Se por um acaso a tese de Cahill estiver errada, mesmo assim é possível dizer que de alguns séculos para cá os habitantes da ilha têm salvado parte de nossa cultura, levando novos livros para o continente. Alguma coisa na água da Irlanda transforma seus habitantes em grandes escritores. O país, que tem menos da metade do tamanho e da população do Paraná, já deu ao mundo nomes como Jonathan Swift, George Bernard Shaw, Oscar Wilde, William Butler Yeats e James Joyce. Isso sem contar os que para eles já são segundo time – e que em muitos países seriam símbolos da cultura nacional.

Nesta semana, um dos geniozinhos de primeiro time produzidos na terra de São Patrício foi comemorado em todo o mundo novamente. Trata-se de Samuel Beckett, que, se estivesse vivo, completaria 100 anos no dia 13 deste mês. Morto em 1989, Beckett deixou como legado uma pequena coleção de romances e uma grande série de peças de teatro que, de lá para cá, influenciaram quase todo grande escritor do planeta.

"Se você faz teatro, Beckett certamente é uma referência que você não vai conseguir evitar", afirma o diretor Fernando Kinas, estudioso do teatro contemporâneo. Segundo ele, o trabalho de Beckett como dramaturgo era profundamente marcado pelo pós-guerra. "Ele dizia que havia se tornado impossível ignorar o Holocausto. Hoje, é impossível ignorar Beckett", resume.

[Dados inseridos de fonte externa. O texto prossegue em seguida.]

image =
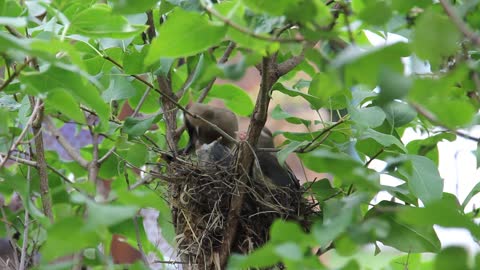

O trabalho mais importante do escritor para o teatro foi publicado em 1951. Era Esperando Godot, provavelmente o maior clássico da dramaturgia mundial produzido no século 20. Conta a história de dois homens, Vladimir e Estragon, ou Didi e Gogo, como eles se chamam durante os diálogos, que passam as duas horas do espetáculo esperando alguém – ou algo – que nunca chega. E, embora seja nítido que esse Godot nunca virá, eles nem pensam em tomar uma iniciativa que não seja esperá-lo.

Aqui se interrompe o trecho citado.